NO ENCORES. NO AUTOGRAPHS.
John Gallaher
When I was little, and could float,
I made up my mind to touch everything
on the way. Here I go and
Yes into the red leaves, the winter logic.
Waving seemed so sad
when I was mild, and could hear
the sounds of the house
growing into the hill. The eternal workings
of the going-to-be,
while out to the left
there's a hole in the overcast. A little hole.
It may be growing,
it may be shrinking. Hard to tell.
Either way, it comes back now
without meaning.
It comes back as people I knew once,
fading in and out of buildings and trees
in a north wind,
while, full of spider webs, the porch
glistens in dew and first light.
A foggy translucence covers the world.
You can go out and read the argument
in the grass.
Just take off your shoes.
You can call yourself a pilgrim,
noting the texture of matter.
You can go from here to here.
John Gallaher is perhaps my favorite currently lesser-known poet (or perhaps he is better known than I think he is; in either case, he should be).
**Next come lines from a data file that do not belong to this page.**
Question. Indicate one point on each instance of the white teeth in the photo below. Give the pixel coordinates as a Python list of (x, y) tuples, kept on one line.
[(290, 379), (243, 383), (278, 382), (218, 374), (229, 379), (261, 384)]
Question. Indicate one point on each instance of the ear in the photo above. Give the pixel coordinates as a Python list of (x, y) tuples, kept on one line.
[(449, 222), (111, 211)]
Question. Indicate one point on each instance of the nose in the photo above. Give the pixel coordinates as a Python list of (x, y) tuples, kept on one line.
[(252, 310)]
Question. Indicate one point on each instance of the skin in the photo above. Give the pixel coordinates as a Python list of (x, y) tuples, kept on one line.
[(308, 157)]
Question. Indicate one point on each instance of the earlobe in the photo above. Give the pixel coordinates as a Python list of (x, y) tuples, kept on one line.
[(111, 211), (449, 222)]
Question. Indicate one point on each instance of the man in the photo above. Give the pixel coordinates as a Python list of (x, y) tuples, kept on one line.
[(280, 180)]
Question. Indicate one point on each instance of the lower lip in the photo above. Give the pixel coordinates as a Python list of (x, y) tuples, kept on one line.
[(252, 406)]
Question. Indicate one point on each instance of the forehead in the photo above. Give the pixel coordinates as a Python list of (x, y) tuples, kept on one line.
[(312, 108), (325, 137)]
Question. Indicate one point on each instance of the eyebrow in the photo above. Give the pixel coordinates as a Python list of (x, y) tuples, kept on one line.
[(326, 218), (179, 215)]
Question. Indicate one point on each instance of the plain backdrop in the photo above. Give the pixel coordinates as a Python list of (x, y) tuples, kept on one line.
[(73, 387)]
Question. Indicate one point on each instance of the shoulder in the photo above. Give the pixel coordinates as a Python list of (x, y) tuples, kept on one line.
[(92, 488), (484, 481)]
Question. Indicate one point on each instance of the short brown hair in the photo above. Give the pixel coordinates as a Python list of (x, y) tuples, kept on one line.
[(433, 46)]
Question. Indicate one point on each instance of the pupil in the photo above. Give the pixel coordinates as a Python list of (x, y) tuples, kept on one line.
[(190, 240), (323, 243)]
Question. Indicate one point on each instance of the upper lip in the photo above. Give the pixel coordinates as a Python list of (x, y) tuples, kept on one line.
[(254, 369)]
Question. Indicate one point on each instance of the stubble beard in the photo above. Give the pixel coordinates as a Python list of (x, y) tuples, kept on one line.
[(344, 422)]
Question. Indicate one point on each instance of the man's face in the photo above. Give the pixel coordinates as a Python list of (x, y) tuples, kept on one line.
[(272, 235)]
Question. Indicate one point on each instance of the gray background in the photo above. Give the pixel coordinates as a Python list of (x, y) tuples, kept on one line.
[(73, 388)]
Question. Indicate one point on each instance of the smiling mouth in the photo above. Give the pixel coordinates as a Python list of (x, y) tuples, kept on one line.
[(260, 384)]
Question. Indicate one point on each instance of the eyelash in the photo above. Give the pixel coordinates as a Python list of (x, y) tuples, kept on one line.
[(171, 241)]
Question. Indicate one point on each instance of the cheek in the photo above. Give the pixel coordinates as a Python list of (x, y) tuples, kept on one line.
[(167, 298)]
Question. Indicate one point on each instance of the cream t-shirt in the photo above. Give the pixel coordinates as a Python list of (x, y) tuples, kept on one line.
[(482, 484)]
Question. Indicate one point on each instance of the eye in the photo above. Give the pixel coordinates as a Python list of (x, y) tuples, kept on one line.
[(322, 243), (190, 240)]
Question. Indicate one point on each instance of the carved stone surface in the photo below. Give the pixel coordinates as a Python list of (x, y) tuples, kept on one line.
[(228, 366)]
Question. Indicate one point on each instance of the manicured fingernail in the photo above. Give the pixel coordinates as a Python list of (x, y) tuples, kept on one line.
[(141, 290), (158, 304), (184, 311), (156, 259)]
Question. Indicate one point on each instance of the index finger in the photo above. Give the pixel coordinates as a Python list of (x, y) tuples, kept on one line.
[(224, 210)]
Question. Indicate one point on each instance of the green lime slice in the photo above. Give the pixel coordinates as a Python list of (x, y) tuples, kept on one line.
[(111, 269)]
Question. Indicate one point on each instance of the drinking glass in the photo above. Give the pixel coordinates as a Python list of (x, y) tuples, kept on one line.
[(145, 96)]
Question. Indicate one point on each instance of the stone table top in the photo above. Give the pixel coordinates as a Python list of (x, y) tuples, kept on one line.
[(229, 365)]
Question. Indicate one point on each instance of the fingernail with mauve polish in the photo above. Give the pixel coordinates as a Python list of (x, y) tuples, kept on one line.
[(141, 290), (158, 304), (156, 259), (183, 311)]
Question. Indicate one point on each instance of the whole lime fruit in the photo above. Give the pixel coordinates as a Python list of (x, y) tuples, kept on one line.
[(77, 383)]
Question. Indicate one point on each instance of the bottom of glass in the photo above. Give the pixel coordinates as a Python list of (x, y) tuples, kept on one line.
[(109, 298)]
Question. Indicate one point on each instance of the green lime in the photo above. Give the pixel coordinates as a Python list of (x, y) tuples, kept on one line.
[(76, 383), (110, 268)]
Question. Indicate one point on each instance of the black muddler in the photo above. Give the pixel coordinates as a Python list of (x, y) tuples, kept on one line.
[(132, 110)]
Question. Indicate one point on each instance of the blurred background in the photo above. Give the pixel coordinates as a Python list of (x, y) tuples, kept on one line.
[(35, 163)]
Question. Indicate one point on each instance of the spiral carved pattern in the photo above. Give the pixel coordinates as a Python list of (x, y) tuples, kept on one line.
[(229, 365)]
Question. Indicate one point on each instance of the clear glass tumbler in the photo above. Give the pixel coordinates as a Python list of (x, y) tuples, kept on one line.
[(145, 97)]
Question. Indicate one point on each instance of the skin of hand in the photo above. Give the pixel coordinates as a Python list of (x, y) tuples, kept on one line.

His poems seem alive to me in the ways Ashbery and Stevens’ seem alive—“poem[s] of the act of the mind”—though without the intellectual clutter. Also, they are very suburban poems and, having grown up in a suburbia myself, this interests me deeply. “No Encores. No Autographs” is taken from his 2007 collection The Little Book of Guesses and, to me, seems like a fitting poem to end with. Having gone “from here to here,” Gallaher’s poem is very much about touching everything and how that everything can exist between that infinitely acute distance of the moment. It is about living in the “Unified Field,” as David Lynch likes to use the term, and there is a truly poetic acceptance of all things—from tract-housing developments to shopping plazas—in Gallaher’s work that is neither pardoning nor ironic. It is about living where we live in the time in which we live and opening our eyes to it; it’s about standing here in wonder.